On Wed, Sep 17, 2014 at 05:02:33PM -0000, stsp_at_apache.org wrote:
> Author: stsp
> Date: Wed Sep 17 17:02:33 2014
> New Revision: 1625674
> URL: http://svn.apache.org/r1625674
> Fix a big scalability problem in the implementation of svnpredumpfilter.py.
> The script kept re-computing the set of additional include paths while
> mining the log history for copied paths. Each re-computation involved
> a full iteration of the set of copies accumulated so far, which made
> the run time explode on large repositories.
> Instead, we can gather all copies first, and then iterate them at once.
> In my testing this change reduces the runtime of svnpredumpfilter.py on
> a 64GB large dump file of the FreeBSD repository (up to r271458) from
> several days(!) to 1.5 minutes.
> * tools/server-side/svnpredumpfilter.py
> (svn_log_stream_get_dependencies): Run dt.handle_changes() once the log
> history has been fully scanned, not for each revision.
It is possible that there is a slight regression with this change.
Currently the script is only detecting direct copy sources of the
to-be-included set of paths, but not copy sources of copy sources.
I'm working on a fix for this problem that doesn't involve reverting
this change and still lets the script complete its task within a
reasonable amount of time.
> Modified: subversion/trunk/tools/server-side/svnpredumpfilter.py
> URL: http://svn.apache.org/viewvc/subversion/trunk/tools/server-side/svnpredumpfilter.py?rev=1625674&r1=1625673&r2=1625674&view=diff
> --- subversion/trunk/tools/server-side/svnpredumpfilter.py (original)

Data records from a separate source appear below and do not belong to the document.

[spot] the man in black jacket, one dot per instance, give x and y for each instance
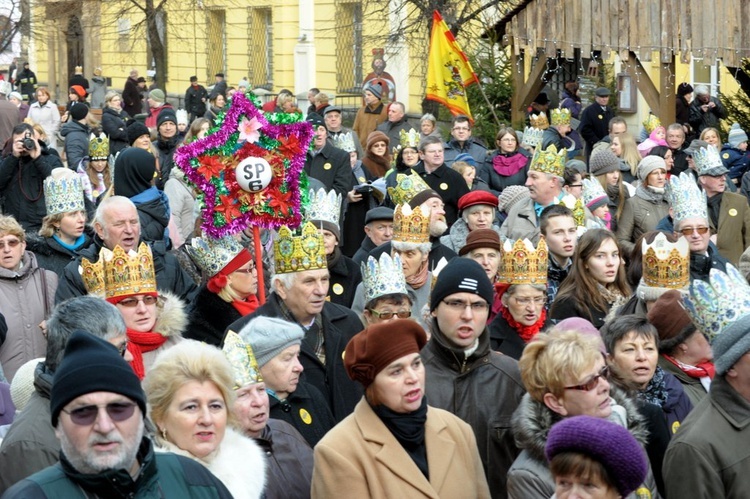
(195, 99)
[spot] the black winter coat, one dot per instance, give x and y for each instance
(339, 325)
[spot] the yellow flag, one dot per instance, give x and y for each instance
(449, 71)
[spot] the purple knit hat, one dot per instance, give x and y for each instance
(605, 442)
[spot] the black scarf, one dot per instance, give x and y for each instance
(409, 430)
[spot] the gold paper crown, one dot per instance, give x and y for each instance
(521, 263)
(651, 123)
(119, 273)
(411, 226)
(242, 359)
(299, 253)
(407, 186)
(409, 139)
(549, 160)
(98, 147)
(539, 121)
(665, 264)
(560, 116)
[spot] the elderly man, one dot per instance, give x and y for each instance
(116, 223)
(327, 163)
(595, 120)
(378, 230)
(709, 456)
(467, 378)
(299, 296)
(705, 111)
(31, 444)
(434, 171)
(395, 123)
(462, 142)
(98, 410)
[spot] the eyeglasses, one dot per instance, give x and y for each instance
(688, 231)
(133, 302)
(401, 314)
(11, 243)
(460, 305)
(86, 415)
(591, 383)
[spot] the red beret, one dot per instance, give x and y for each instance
(477, 197)
(373, 349)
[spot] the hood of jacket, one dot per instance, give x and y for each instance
(532, 421)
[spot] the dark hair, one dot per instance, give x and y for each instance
(580, 286)
(552, 211)
(615, 330)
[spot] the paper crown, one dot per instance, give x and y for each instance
(325, 206)
(345, 141)
(651, 123)
(63, 195)
(592, 192)
(719, 303)
(688, 200)
(539, 121)
(665, 264)
(212, 255)
(382, 277)
(297, 253)
(560, 116)
(119, 273)
(407, 186)
(98, 147)
(521, 263)
(411, 226)
(409, 139)
(532, 136)
(240, 355)
(549, 160)
(707, 158)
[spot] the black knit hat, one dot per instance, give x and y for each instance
(461, 275)
(135, 130)
(90, 365)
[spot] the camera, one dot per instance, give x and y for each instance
(28, 142)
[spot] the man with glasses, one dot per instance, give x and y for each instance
(467, 378)
(462, 142)
(31, 444)
(98, 409)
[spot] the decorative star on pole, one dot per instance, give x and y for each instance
(248, 169)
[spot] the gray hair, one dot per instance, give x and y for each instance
(83, 313)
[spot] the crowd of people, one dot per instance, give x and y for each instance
(564, 314)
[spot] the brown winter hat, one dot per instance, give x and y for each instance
(374, 348)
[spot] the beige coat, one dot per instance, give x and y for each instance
(361, 458)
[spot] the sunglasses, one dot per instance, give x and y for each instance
(86, 415)
(133, 302)
(11, 243)
(591, 383)
(688, 231)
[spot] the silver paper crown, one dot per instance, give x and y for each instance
(688, 200)
(325, 206)
(345, 141)
(592, 190)
(63, 195)
(707, 158)
(532, 136)
(212, 255)
(382, 277)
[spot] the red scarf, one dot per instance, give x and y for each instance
(138, 343)
(526, 333)
(700, 371)
(246, 306)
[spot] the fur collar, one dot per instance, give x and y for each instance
(532, 421)
(239, 463)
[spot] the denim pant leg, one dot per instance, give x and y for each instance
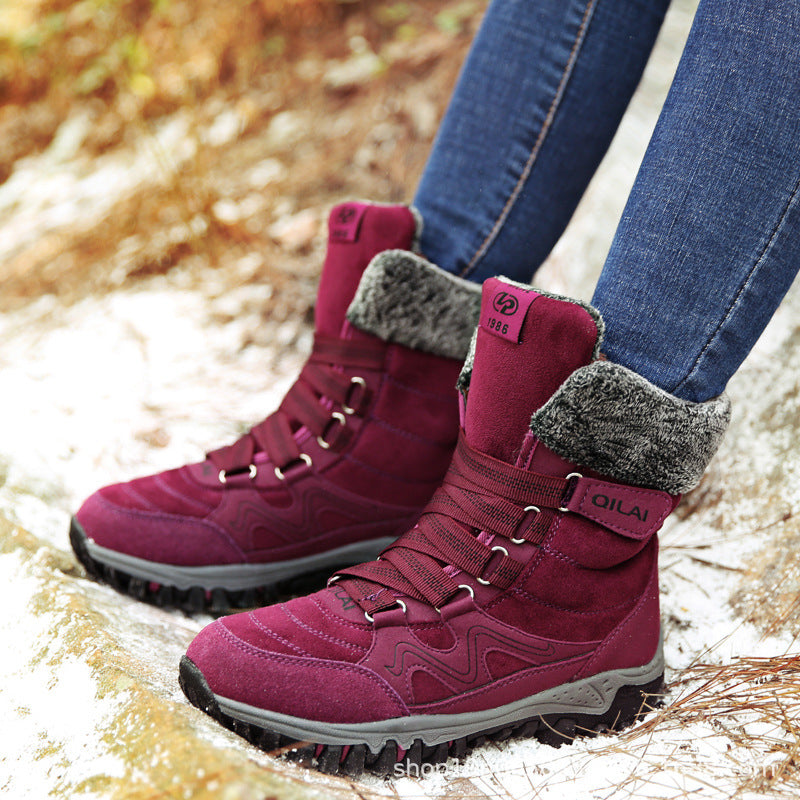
(536, 106)
(709, 241)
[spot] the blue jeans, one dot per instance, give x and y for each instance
(709, 241)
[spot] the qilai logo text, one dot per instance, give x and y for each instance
(618, 506)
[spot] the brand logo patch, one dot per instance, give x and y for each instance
(345, 222)
(345, 215)
(505, 304)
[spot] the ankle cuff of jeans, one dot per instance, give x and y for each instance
(607, 418)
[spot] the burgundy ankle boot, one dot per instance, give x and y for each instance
(347, 462)
(525, 599)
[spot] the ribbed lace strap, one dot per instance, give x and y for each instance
(347, 353)
(473, 470)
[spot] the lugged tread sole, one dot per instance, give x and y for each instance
(630, 704)
(195, 599)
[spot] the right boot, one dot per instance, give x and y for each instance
(346, 463)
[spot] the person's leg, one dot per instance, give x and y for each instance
(709, 241)
(537, 104)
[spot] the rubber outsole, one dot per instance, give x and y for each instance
(194, 599)
(630, 704)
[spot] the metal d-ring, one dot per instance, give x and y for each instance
(497, 548)
(356, 381)
(571, 475)
(339, 417)
(305, 458)
(251, 469)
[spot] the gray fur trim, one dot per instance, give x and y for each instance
(465, 377)
(609, 419)
(405, 299)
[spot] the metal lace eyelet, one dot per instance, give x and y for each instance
(251, 470)
(496, 548)
(356, 381)
(304, 457)
(569, 477)
(340, 418)
(526, 509)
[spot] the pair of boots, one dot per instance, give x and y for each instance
(522, 597)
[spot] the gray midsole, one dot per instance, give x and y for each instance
(592, 695)
(235, 577)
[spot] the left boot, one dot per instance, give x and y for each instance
(525, 600)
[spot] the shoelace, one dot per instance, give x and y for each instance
(321, 382)
(479, 495)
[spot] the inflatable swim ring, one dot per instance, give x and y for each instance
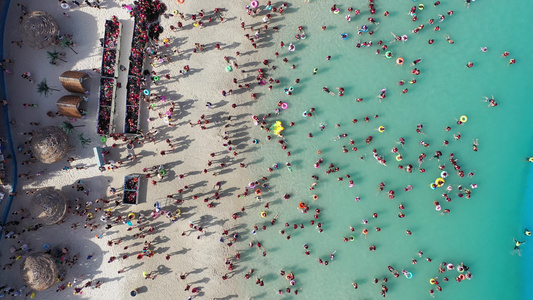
(291, 47)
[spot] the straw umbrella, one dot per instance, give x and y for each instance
(39, 271)
(39, 30)
(50, 144)
(48, 206)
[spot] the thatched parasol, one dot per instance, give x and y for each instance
(50, 144)
(48, 206)
(39, 30)
(39, 271)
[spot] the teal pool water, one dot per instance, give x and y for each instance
(478, 231)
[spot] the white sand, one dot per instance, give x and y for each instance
(203, 258)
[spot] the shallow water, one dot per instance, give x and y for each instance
(478, 231)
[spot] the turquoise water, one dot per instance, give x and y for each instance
(478, 231)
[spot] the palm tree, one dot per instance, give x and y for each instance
(67, 42)
(53, 56)
(83, 141)
(67, 127)
(43, 88)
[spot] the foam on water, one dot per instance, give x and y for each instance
(478, 231)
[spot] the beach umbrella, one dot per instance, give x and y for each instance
(50, 144)
(48, 206)
(39, 30)
(39, 271)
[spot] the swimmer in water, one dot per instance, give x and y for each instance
(517, 245)
(448, 39)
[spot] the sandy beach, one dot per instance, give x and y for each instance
(197, 254)
(398, 156)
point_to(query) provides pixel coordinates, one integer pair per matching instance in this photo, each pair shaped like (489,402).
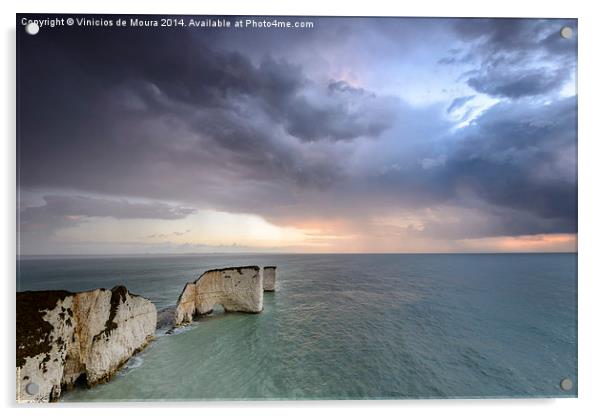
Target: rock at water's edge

> +++ subversion/trunk/tools/server-side/svnpredumpfilter.py Wed Sep 17 17:02:33 2014
> @@ -204,7 +204,6 @@ def svn_log_stream_get_dependencies(stre
> - dt.handle_changes(path_copies)
> # Finally, skip any log message lines. (If there are none,
> # remember the last line we read, because it probably has
> @@ -221,6 +220,7 @@ def svn_log_stream_get_dependencies(stre
> "'svn log' with the --verbose (-v) option when "
> "generating the input to this script?")
> + dt.handle_changes(path_copies)
> return dt
> def analyze_logs(included_paths):
Received on 2014-09-17 21:59:12 CEST